15) THE DEATH OF ANCHISES (LL. 692-718).

a) The Trojans sail by Plemyrium, Helorus, Pachynum, Camarina, Gela, Acragas, Selinus, Lilybaeum and Drepanum. At the last of these places Aeneas loses his father, Anchises - a most heavy and unexpected blow. Sailing on from there, he was driven on to the North African coast by a storm (ll. 692-715).

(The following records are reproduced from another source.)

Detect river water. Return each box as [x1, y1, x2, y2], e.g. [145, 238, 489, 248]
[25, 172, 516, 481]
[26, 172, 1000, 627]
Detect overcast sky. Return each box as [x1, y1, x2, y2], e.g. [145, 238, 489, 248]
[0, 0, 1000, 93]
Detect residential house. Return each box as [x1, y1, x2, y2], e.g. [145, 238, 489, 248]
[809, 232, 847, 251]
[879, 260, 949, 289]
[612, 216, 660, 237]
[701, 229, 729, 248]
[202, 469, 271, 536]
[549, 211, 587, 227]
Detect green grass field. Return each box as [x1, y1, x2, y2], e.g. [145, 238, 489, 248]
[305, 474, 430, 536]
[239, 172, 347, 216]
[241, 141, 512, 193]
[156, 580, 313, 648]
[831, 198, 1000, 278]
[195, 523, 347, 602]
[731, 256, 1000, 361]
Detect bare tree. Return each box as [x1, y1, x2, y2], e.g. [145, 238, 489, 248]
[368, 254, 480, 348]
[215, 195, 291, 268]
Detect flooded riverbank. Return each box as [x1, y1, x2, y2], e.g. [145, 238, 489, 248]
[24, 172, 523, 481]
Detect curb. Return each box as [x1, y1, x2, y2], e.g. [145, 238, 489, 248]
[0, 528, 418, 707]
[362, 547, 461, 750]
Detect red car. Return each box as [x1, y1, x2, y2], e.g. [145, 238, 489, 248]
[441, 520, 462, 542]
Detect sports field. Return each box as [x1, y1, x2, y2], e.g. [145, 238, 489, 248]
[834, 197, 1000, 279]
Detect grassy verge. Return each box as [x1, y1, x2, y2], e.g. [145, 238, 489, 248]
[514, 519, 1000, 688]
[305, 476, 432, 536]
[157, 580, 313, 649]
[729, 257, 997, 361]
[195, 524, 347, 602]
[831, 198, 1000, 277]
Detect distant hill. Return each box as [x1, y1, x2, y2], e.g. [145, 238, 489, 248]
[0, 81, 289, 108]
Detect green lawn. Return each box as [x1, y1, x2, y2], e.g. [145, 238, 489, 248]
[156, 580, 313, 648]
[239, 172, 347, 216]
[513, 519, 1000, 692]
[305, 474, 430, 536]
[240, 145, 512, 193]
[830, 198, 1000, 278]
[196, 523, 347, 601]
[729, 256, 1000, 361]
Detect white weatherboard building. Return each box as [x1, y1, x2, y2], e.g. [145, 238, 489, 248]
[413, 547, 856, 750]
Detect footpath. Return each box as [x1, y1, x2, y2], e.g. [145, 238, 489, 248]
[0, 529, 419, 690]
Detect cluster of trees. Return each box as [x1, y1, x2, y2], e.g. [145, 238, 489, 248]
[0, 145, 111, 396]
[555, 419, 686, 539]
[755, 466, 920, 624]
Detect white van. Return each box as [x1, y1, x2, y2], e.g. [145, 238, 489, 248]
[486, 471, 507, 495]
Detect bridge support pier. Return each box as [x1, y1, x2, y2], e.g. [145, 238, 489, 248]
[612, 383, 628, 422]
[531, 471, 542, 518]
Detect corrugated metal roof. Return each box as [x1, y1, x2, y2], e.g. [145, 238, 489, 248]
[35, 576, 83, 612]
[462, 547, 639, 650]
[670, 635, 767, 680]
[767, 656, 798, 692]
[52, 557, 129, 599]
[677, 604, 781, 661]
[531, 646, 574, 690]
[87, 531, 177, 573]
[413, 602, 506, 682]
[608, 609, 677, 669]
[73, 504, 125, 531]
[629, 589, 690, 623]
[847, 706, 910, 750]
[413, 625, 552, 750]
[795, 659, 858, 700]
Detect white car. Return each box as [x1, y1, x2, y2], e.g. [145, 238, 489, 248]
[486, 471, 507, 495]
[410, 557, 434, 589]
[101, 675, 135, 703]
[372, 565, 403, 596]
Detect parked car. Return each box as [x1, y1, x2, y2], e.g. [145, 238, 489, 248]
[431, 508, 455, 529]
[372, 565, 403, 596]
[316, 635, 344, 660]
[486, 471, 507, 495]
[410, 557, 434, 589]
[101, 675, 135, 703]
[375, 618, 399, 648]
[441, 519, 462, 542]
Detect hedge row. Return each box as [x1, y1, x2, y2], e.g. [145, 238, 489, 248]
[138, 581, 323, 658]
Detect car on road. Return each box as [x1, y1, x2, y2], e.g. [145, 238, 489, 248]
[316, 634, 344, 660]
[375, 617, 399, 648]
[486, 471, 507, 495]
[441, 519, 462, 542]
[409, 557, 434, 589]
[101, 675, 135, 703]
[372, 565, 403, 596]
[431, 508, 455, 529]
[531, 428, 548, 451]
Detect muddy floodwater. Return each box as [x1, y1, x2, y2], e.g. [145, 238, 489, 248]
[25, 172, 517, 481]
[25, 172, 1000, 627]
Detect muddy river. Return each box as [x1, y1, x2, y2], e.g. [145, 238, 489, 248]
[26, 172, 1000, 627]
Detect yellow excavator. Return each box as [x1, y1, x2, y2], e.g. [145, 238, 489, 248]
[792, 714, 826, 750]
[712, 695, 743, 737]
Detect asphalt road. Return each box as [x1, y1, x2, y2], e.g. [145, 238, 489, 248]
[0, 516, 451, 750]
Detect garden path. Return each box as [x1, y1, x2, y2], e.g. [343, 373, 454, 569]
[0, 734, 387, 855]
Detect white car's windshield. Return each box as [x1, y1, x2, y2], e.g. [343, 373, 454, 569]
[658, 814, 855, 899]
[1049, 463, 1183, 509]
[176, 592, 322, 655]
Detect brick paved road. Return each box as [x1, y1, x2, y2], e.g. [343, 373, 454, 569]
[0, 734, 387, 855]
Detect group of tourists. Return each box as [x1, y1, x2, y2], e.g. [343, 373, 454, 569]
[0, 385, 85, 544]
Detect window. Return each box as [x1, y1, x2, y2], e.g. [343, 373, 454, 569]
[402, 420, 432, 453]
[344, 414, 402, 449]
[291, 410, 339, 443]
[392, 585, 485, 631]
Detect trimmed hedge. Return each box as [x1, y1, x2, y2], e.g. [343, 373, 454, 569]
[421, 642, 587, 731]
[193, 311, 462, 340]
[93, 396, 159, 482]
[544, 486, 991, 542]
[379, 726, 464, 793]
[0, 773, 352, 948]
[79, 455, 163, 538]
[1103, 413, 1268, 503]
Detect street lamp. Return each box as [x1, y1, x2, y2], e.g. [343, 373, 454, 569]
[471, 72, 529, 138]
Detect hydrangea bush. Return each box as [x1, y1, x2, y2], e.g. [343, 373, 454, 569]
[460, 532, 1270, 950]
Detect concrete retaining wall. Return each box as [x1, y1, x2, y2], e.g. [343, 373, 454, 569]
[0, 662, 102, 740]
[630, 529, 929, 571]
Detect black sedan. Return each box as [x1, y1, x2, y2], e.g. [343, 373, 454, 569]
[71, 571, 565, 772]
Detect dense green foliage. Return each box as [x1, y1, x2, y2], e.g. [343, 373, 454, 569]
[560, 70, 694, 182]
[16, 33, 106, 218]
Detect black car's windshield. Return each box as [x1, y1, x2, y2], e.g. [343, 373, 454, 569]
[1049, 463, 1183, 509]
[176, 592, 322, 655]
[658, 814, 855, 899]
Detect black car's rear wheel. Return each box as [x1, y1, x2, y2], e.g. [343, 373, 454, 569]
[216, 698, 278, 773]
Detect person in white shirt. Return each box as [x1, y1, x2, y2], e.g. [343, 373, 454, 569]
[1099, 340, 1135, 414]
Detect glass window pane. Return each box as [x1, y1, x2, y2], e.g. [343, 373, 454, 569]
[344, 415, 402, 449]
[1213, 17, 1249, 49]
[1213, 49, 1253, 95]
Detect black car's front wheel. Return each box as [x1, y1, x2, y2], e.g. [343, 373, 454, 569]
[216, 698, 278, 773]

"Stretched in front of a Sicanian bay lies an island opposite wave-tossed Plemyrium; the men of old called its name Ortygia. The story is that Alpheus, the river of Elis, drove a secret passage beneath the sea; now, it is merged with Sicilian waters at your fountain, Arethusa. As instructed, we offer worship to the great deities of the place; and from there I pass by the fertile soil of the marshy (River) Helorus. Then, we skirt the lofty crags and jutting rocks of (Cape) Pachynus, and Camarina, never allowed by the Fates to be moved, appears in the distance, and the Geloan plains and Gela, called by the name of its immense river. Then, steep Acragas, once the breeder of spirited horses, displays its massive walls from a distance. And, having been granted the winds, I leave you behind, (O) palm-clad Selinus, and I pick my way through the rough shoals (and) the hidden reefs of Lilybaeum. Next the harbour of Drepanum, and its joyless shore, receives me. Here, after so many storms at sea had been managed, I lose my father Anchises, the solace of my every care and mishap: here, (O) best of fathers, you abandon me, exhausted (as I am), alas, rescued in vain from so many perils! Neither the prophet Helenus, though he warned (me) of many terrors, nor the dreaded Celaeno, predicted this grief to me. This (was) the final agony, this (was) the goal of my long journeys. On my departure from there, the god drove me to your shores."

b) So Aeneas ends his story (ll. 716-718).

Thus father Aeneas, with all eyes fixed (on him), recounted alone the decrees of the gods, and told (the story of) his voyages. At last, he fell silent, and making an end (here), he retired to rest.